I smiled broadly, remembering the fair Jamie, my best friend, and I won our matching bears, Jam and Bet.
“Except, he’s Jake?” Peter asked, still a little uncomfortable and confused.
“Yes!” Sarah was so excited and happy, every sentence was an exclamation. “My best friend, Jake.” She kissed the top of the floppy bear’s head. “Do you think he’ll be my friend as long as Jamie?” she asked me.
“I don’t know, sweetie. Maybe he’ll be a different kind of friend.” Peter glared at me, obviously not wanting to think about that. Well, he’d better think about it. Our daughter and her friend would at some point.
“Oh.” For the first time since coming home she was subdued, quiet. Then she perked up and ran past Peter out the door. “Sorry, Dad!” she called as she clipped his shoulder in passing.
She returned with Peter’s acoustic guitar. I wasn’t sure I’d ever seen him play it indoors. It was something he indulged when we were camping, when I indulged. She set the guitar in the bear’s lap and stepped back. The toy was large enough that the guitar didn’t look ludicrous in its paws.
“Isn’t he sweet?!”
“I wanna be you’re teddy bear,” Peter sang with twang and I had to laugh.

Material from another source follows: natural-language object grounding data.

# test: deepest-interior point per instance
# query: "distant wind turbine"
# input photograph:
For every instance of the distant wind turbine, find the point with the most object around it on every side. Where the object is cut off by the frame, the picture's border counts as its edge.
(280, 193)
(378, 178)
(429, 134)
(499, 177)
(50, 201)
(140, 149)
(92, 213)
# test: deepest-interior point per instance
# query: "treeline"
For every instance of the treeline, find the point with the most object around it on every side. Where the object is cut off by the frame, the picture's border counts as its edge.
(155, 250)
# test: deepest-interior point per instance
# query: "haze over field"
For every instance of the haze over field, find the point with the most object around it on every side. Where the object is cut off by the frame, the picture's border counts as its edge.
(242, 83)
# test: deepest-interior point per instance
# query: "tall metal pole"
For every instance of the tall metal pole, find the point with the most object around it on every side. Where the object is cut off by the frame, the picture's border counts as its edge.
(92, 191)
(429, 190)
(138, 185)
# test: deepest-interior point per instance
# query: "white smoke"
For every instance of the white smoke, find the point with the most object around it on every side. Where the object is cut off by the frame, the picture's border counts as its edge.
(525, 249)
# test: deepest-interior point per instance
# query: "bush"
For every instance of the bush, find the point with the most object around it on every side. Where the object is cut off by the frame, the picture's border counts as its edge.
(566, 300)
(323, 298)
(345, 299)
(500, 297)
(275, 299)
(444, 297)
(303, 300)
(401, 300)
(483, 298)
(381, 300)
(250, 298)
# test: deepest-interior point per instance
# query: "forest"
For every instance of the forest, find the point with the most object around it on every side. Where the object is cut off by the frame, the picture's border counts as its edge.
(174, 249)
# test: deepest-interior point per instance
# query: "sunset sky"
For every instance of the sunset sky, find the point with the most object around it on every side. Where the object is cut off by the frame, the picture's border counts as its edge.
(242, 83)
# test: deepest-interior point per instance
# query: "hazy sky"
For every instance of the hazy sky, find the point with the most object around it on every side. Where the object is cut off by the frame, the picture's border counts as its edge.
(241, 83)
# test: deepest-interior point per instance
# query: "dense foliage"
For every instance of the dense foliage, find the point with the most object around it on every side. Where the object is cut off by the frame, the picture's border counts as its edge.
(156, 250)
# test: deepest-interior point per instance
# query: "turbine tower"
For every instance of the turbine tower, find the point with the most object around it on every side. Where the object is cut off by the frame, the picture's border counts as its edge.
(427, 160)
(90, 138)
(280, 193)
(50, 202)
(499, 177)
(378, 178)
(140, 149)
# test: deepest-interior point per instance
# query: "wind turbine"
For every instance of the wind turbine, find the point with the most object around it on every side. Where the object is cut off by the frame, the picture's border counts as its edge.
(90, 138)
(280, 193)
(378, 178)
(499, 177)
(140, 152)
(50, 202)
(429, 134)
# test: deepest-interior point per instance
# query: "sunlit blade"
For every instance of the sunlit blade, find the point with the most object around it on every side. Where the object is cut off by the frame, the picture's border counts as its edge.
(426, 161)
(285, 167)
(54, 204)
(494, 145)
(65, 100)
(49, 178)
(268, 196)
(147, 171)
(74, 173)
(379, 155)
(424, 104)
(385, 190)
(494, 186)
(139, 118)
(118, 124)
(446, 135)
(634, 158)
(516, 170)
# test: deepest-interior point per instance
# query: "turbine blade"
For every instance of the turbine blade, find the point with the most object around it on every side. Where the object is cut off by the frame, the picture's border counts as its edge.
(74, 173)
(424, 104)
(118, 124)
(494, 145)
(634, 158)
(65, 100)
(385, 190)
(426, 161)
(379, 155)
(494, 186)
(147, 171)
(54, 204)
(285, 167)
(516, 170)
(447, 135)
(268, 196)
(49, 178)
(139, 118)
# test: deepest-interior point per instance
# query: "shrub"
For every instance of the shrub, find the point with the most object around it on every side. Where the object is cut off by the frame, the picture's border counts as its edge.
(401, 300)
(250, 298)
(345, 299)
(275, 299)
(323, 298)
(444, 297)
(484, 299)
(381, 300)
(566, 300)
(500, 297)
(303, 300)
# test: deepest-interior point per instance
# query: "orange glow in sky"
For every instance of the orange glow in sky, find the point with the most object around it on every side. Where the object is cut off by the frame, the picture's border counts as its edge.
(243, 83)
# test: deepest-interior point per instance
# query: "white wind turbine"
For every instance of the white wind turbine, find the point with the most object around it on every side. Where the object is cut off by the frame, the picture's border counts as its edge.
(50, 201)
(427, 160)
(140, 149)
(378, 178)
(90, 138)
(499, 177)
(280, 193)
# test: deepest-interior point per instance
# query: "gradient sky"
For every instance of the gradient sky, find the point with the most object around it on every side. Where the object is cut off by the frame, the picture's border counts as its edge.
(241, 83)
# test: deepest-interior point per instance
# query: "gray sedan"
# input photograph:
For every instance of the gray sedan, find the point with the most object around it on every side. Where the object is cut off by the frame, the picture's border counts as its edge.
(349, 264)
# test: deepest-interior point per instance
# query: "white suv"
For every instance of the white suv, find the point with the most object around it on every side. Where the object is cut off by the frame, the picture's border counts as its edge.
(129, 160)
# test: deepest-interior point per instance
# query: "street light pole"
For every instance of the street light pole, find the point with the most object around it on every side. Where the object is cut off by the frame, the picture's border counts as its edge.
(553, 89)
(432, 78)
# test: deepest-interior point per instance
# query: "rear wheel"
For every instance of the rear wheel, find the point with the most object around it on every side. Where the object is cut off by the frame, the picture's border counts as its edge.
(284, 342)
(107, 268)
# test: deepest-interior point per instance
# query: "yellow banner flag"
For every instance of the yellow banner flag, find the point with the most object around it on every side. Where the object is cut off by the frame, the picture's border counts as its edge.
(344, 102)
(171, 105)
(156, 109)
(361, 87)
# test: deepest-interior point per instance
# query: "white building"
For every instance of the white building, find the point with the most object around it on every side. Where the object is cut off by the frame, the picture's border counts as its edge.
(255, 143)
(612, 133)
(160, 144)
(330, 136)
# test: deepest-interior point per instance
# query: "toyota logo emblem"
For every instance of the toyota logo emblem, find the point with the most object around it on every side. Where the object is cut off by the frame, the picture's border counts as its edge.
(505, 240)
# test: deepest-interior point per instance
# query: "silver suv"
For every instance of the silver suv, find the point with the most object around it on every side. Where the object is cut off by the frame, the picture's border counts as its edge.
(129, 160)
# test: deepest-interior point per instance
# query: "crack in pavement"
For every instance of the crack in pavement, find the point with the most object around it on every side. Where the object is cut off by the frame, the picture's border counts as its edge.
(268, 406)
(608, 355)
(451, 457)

Sarah’s lip curled in disgust. “That was awful, Daddy. What was that?”
“Elvis,” Peter grumbled, obviously unimpressed with our daughter’s lack of recognition.
“Why don’t you take a picture and send it to Jake, to thank him?” I suggested.
“Great idea. Thank you!” She hugged me, and I chuckled at her exuberance.
Peter and I closed the door as we left. “Can I be your teddy bear?” he asked, waggling eyebrows.
I laughed. “You aren’t fluffy enough to be a teddy. I’ll wear one for you, though,” I replied, pulling from his grip to trot to our bedroom.
“Uh, thank you. Thank you very much,” he said, making me roll my eyes.